[NetBehaviour] any thoughts about "Comedian"?

Max Herman maxnmherman at hotmail.com
Sat Dec 14 17:40:22 CET 2019

Hi all,

The coal mine comparison is interesting.  The below article about insects which I read this fall has an interesting idea about "shared substance," like honey in the case of bees, and how it can organize complex systems by feedback through a "shared stomach" which acts as a feedback buffer and "information center."


Maybe in "Comedian" the shared substance is not just bananas (food) or tape (tools) but laughter?  Like a silver-lining gesture, never certain but always hoped-for.

Somewhat interesting review in the Guardian that references flow metaphors in Cattelan:


I've noticed some posts bouncing since yesterday; is anyone else having issues?

All best and happy Saturday,


>From the insect article:

"A key problem for complex systems is achieving resilience through their (often nonlinear) interactions between components. Social insect colonies are natural examples of highly scalable systems that achieve homeostatic self-regulation based on local interactions. We describe a “functional core model” that we identified in three different insect societies (wasps, ants, and honey bees). This core model is based on self-regulation through a shared (limited) substance that works as an information center and as a buffer system simultaneously. This system has several adaptive properties, as it is robust against environmental disturbances and insensitive against parameter changes. Finding such a “common core model” is of high significance in understanding the discrete transitions from individuality to sociality in several animal species through convergent evolution."

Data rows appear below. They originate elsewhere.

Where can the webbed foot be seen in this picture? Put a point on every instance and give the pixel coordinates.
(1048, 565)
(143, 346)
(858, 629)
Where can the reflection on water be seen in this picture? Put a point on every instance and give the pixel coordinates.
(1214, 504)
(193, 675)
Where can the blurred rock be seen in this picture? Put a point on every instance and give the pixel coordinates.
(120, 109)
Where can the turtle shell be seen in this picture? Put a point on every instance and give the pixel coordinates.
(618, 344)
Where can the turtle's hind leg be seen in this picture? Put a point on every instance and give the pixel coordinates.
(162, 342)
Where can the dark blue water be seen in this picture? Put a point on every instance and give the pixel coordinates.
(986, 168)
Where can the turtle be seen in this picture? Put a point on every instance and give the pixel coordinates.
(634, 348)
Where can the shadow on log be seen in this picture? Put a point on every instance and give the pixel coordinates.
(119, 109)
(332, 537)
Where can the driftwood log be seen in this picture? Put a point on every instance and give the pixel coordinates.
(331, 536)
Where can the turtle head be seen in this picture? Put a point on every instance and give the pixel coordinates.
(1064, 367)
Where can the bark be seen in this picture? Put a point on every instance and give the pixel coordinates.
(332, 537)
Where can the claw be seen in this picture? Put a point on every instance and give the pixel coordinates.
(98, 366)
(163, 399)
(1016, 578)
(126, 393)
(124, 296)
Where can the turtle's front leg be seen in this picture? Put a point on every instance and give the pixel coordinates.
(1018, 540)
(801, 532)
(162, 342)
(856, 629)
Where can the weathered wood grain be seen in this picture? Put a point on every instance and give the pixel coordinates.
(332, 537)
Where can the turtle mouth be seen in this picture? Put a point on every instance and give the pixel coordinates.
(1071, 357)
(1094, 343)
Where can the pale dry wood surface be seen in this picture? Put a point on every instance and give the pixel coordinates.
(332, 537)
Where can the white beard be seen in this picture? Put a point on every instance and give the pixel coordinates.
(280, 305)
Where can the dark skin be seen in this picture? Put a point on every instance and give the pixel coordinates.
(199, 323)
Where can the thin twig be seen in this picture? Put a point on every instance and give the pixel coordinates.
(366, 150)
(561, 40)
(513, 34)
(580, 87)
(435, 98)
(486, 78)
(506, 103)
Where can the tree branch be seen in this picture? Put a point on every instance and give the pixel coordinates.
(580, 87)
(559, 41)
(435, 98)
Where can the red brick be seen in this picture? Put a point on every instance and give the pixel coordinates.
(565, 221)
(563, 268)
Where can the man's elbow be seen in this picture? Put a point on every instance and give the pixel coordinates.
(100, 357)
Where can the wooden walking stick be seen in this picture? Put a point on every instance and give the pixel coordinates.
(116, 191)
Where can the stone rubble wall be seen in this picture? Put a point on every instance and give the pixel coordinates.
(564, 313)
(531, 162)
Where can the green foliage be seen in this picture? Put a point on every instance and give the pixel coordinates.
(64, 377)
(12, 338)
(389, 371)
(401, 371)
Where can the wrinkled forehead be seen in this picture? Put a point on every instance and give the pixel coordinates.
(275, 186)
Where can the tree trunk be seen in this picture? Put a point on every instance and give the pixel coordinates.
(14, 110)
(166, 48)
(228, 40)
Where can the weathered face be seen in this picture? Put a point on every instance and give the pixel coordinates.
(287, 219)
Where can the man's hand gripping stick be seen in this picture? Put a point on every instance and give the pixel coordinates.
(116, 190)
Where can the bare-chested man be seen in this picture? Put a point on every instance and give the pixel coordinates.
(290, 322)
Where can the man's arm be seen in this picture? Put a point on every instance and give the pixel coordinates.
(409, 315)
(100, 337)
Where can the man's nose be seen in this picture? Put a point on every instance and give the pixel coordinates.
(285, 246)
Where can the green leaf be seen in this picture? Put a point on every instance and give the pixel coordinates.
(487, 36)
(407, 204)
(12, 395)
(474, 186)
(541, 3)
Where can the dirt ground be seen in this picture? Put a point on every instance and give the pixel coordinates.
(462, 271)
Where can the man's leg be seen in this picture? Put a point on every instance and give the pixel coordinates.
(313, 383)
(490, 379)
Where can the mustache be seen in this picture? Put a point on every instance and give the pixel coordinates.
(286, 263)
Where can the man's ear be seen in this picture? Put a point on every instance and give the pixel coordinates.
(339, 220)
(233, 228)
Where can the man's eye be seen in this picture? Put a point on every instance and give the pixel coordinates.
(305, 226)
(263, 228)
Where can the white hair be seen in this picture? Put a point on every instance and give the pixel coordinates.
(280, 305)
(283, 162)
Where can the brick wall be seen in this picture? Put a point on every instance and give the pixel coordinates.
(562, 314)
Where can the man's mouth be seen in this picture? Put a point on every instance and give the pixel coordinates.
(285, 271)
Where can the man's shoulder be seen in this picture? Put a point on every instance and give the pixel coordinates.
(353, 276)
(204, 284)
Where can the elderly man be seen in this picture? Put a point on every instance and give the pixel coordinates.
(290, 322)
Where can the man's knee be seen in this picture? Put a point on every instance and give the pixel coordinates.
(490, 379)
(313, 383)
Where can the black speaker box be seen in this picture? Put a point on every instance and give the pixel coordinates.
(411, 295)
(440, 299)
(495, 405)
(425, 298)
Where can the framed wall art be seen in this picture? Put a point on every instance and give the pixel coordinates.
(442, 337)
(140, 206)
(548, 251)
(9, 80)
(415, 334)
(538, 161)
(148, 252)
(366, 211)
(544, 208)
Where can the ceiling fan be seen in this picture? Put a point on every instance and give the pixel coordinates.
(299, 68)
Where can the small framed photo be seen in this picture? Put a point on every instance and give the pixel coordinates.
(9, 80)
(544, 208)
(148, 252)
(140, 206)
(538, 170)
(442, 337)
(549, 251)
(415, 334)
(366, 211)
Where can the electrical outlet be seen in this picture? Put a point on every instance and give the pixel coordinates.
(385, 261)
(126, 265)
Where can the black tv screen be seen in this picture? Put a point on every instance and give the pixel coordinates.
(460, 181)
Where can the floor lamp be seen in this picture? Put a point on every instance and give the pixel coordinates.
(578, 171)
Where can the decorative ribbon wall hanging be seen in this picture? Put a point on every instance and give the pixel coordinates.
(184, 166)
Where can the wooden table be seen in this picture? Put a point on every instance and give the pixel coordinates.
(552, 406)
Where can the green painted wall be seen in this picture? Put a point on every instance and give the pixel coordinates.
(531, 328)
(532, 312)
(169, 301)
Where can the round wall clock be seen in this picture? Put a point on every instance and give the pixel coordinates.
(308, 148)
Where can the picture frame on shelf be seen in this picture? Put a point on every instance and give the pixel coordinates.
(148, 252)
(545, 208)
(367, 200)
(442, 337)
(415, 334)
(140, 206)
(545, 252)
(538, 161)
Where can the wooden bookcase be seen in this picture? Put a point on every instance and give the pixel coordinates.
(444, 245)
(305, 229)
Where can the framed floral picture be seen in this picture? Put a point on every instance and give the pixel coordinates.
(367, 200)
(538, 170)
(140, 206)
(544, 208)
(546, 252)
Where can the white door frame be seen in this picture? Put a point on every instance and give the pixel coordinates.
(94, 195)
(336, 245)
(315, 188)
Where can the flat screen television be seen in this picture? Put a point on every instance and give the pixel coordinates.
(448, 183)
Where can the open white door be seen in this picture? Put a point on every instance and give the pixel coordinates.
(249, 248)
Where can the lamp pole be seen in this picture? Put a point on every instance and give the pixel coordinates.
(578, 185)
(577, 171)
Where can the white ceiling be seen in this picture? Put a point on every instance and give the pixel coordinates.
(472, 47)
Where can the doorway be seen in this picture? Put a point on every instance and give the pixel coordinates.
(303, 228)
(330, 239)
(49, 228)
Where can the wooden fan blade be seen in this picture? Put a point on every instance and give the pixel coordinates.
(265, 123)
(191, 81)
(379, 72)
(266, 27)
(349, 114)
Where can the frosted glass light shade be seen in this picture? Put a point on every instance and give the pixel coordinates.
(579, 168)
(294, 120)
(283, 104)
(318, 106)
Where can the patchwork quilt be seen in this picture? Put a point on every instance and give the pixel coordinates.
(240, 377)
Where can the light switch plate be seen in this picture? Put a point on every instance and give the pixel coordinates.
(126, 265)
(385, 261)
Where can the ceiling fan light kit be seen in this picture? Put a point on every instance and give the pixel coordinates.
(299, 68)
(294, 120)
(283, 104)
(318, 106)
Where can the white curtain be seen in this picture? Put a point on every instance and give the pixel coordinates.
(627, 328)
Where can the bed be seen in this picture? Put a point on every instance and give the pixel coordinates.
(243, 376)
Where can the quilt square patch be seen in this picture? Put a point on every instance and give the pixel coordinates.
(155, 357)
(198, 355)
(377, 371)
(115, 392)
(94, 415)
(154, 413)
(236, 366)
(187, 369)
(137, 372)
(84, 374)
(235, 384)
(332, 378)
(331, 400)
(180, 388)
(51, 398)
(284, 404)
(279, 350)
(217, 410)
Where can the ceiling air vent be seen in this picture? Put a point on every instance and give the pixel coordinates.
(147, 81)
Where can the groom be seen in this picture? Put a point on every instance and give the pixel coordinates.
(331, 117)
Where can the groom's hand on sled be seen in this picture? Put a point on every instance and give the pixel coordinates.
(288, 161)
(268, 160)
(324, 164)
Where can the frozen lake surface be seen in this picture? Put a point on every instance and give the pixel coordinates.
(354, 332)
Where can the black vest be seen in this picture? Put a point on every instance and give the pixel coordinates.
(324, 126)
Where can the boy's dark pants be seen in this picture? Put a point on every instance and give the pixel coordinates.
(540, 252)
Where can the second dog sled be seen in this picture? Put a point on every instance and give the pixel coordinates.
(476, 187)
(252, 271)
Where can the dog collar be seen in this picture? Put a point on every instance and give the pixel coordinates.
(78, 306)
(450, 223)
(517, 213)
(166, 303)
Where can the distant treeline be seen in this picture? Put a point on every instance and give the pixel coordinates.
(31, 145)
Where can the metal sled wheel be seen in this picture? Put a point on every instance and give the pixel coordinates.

From: NetBehaviour <netbehaviour-bounces at lists.netbehaviour.org> on behalf of Patrick Lichty <lists at voyd.com>
Sent: Wednesday, December 11, 2019 6:01 AM
To: netbehaviour at lists.netbehaviour.org <netbehaviour at lists.netbehaviour.org>
Subject: Re: [NetBehaviour] any thoughts about "Comedian"?

Mainly, this is Cattelan in fine form. Taking the Duchampian approach to the art market is fine, except for the sales amount.
In some ways, the gesture is a bit of a problem based on this, but on the other hand, perhaps Cattelan nails the critique in doing so.
Dan Detuna's eating of the banana was good but expected, and the scrawl about Epstein just seemed purely tactical.
The iterations of derivatives is amusing, but in so doing, I think that it shows the frustrations about the art world, its level of hypercapitalization, hyperprofessionalism, hypermarketing, and in my opinion, I feel it is a harbinger of a correction in the next few years if not sooner.

Good on Cattelan for showing the Emperor's clothes, and selling them to him. It was a good Duchampian crit on the current state of the art world.
And don't get me wrong, there is nothing wrong with selling art, but as Lovink's new anthology on design states, and Schnayer's book, Boom both talk about is that the art world have changed so much in the past 15 years, and I share Marc's differences regarding the dominance of the neoliberal influence in it.  As some of my students tell me, their first impulse is to shape their practices to the market even before their vision is formed.  I find this perverse.
I don't think the canary in the coal mine will shut it down as long as the bosses figure there is still coal to mine.
And maybe this is a bad metaphor; perhaps we should urge shutting down the coal mine in favor of sustainable and renewable models.
Just metaphors.

On Tue, 10 Dec 2019 18:21:35 +0000, Max Herman via NetBehaviour <netbehaviour at lists.netbehaviour.org> wrote:

Hi all,

I'm wondering if this art work can be mapped usefully or helpfully by a network hypothesis, as I'm trying to do vis-a-vis the Mona Lisa in "The Work of Art in the Age of Network Reproduction."

It does seem that the work is fundamentally designed to create ripples across media networks and society, in myriad forms like conversation, criticism, tweets, selfies, high-fives, etc.  Maybe the price is designed to give the artist three years of living expenses.  The duct tape represents the cheapest and most obvious way to "affix" an object to a location ( or as Stevens says, "let the lamp affix its beam").

Bananas represent empire, colonialism, and injustice (as in a banana republic), mass consumption, food networks, deforestation, racism (as when thrown onto football pitches), phallocentrism, poverty, etc.

When a banana is opened and consumed, you have a waste product -- a peel.  When someone steps on a peel and slips, that's a system intervention of a comic sort (though it's also a huge danger of severe brain injury).  Comedy is a staged performance where conflict and danger are resolved peacefully, without death as in the case of tragedy, with the participants laughing and feeling relief, a rescue from disaster and absolution from the guilt of unacknowledged wrongdoing.  Comedians are people who try to make comedy, not just the ones who succeed.

Has this all already been said?  Maybe so!  Does it relate to "Distant Feelings"?  I think there is a correlation that reflects very well on Abrahams' work.  It's not so much the object, but the network flow in time in which the process indicated by the object occurs and has or doesn't have influence.  I think it also relates to the Mona Lisa, in that Leonardo is also hoping to help make better possible futures more possible.